I want to perform text generation by combining the logits of two existing language models in various ways (these models both have causal LM heads). What is the best way to do this? I’ve tried to subclass
PreTrainedModel to contain the two models and then output concatenations of the two models’ logits, but the configuration and initialization methods are more geared towards saving and loading existing models rather than combining existing models, so this hasn’t worked out so well. It’s easy to do this kind of task in standard pytorch for vision models, is there a simple way to do this in Huggingface that I’m missing?
Thank you for the help!
You should be able to create a pytorch model with each of the huggingface models initialized as layers of the model. Then in the forward function for the pytorch model, pass the inputs through self.model_a and self.model_b to get logits from both. You can concatenate these there and pass them through the rest of the model.

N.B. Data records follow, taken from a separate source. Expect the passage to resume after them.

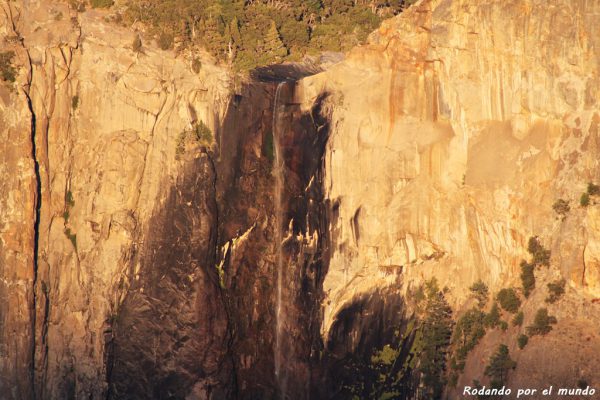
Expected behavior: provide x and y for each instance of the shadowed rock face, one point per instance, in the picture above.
(170, 333)
(138, 262)
(247, 228)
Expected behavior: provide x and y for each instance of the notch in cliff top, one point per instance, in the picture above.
(297, 70)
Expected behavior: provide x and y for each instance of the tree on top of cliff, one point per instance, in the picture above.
(499, 366)
(239, 31)
(437, 331)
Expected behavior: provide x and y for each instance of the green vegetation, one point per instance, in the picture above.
(7, 69)
(556, 289)
(584, 201)
(136, 46)
(469, 330)
(221, 274)
(509, 300)
(582, 383)
(492, 319)
(593, 190)
(69, 204)
(436, 334)
(527, 277)
(71, 236)
(518, 319)
(522, 341)
(251, 33)
(481, 292)
(74, 102)
(540, 255)
(268, 150)
(165, 40)
(499, 366)
(196, 65)
(101, 3)
(199, 133)
(417, 350)
(561, 207)
(542, 323)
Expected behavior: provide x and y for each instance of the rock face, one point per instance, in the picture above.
(137, 256)
(453, 133)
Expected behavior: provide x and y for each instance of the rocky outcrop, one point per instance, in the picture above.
(453, 133)
(107, 125)
(137, 255)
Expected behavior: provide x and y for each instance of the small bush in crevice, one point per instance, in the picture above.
(74, 102)
(199, 133)
(540, 255)
(527, 277)
(7, 69)
(165, 41)
(509, 300)
(522, 340)
(136, 46)
(499, 366)
(492, 319)
(584, 201)
(101, 3)
(196, 65)
(556, 289)
(593, 190)
(542, 324)
(518, 319)
(481, 292)
(71, 236)
(561, 207)
(468, 331)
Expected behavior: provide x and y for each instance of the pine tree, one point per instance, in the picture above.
(437, 330)
(274, 48)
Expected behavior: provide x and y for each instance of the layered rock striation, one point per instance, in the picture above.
(136, 251)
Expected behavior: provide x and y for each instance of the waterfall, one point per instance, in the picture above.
(278, 171)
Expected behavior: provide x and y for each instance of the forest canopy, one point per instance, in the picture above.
(252, 33)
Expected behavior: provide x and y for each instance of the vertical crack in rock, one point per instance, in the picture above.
(36, 225)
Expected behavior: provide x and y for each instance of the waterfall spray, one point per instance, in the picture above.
(278, 173)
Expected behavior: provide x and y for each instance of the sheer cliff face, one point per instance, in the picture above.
(453, 133)
(106, 128)
(137, 259)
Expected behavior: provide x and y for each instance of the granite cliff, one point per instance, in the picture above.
(141, 195)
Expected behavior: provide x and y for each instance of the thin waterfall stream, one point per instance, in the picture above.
(278, 172)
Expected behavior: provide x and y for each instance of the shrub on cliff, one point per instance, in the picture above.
(561, 207)
(248, 34)
(101, 3)
(556, 289)
(468, 331)
(499, 366)
(527, 278)
(509, 300)
(436, 335)
(481, 292)
(518, 319)
(492, 319)
(584, 201)
(7, 69)
(593, 190)
(540, 255)
(522, 340)
(542, 324)
(136, 46)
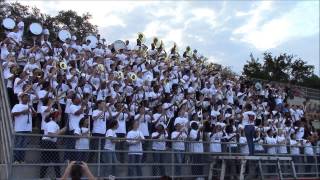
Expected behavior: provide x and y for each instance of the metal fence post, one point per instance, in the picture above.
(172, 162)
(99, 163)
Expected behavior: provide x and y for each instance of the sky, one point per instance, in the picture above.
(224, 31)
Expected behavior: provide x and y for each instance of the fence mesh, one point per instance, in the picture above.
(38, 158)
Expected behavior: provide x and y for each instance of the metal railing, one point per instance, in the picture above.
(5, 130)
(152, 165)
(299, 91)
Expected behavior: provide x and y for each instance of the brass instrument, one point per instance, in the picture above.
(141, 37)
(38, 73)
(119, 74)
(156, 42)
(62, 65)
(189, 53)
(100, 68)
(133, 76)
(16, 70)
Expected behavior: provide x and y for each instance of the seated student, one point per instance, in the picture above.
(258, 141)
(281, 139)
(309, 153)
(196, 134)
(244, 148)
(295, 150)
(178, 146)
(110, 156)
(135, 153)
(77, 171)
(158, 146)
(83, 142)
(50, 128)
(215, 139)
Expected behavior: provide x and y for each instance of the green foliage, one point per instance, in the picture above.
(283, 68)
(78, 25)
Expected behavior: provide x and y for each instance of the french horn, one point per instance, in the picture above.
(141, 37)
(133, 76)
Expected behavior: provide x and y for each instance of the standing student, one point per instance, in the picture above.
(82, 143)
(135, 153)
(100, 118)
(271, 148)
(22, 115)
(122, 116)
(248, 122)
(244, 149)
(281, 140)
(196, 134)
(215, 139)
(144, 120)
(158, 146)
(51, 128)
(76, 114)
(109, 156)
(295, 150)
(178, 146)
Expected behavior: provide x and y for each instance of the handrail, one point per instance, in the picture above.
(150, 140)
(5, 127)
(306, 91)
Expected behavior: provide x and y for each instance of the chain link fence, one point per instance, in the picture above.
(38, 158)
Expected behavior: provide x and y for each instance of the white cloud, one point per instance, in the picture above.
(299, 22)
(224, 31)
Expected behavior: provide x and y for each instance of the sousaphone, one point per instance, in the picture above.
(8, 23)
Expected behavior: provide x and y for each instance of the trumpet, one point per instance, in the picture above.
(133, 76)
(141, 37)
(119, 74)
(156, 42)
(188, 51)
(100, 68)
(62, 65)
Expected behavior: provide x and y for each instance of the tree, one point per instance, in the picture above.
(300, 71)
(78, 25)
(283, 68)
(253, 68)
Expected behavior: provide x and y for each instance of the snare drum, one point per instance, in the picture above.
(64, 35)
(8, 23)
(35, 28)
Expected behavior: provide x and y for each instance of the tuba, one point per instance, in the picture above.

I’ve written the PSEUDOCODE (this code won’t run directly, but presents the general idea) for the same below:
import torch.nn as nn
from transformers import AutoModel
self.model_a = AutoModel.from_pretrained('model_a')
self.model_b = AutoModel.from_pretrained('model_b')
self.classifier = nn.Sequential(
nn.Linear(768, 768, bias=True),
nn.Linear(768, 3, bias=True)
def forward(self, input_ids, attention_mask):
logits_a = self.model_a(input_ids, attention_mask=attention_mask).last_hidden_state[:, 0, :]
logits_b = self.model_b(input_ids, attention_mask=attention_mask).last_hidden_state[:, 0, :]
concatenated_vectors = torch.concat(logits_a, logits_b)
output = self.classifier(concatenated_vectors)
model = Net()
You can just train this model like how you train a regular Pytorch model.
Edit: Made a small error in the code by passing
x to classifier instead of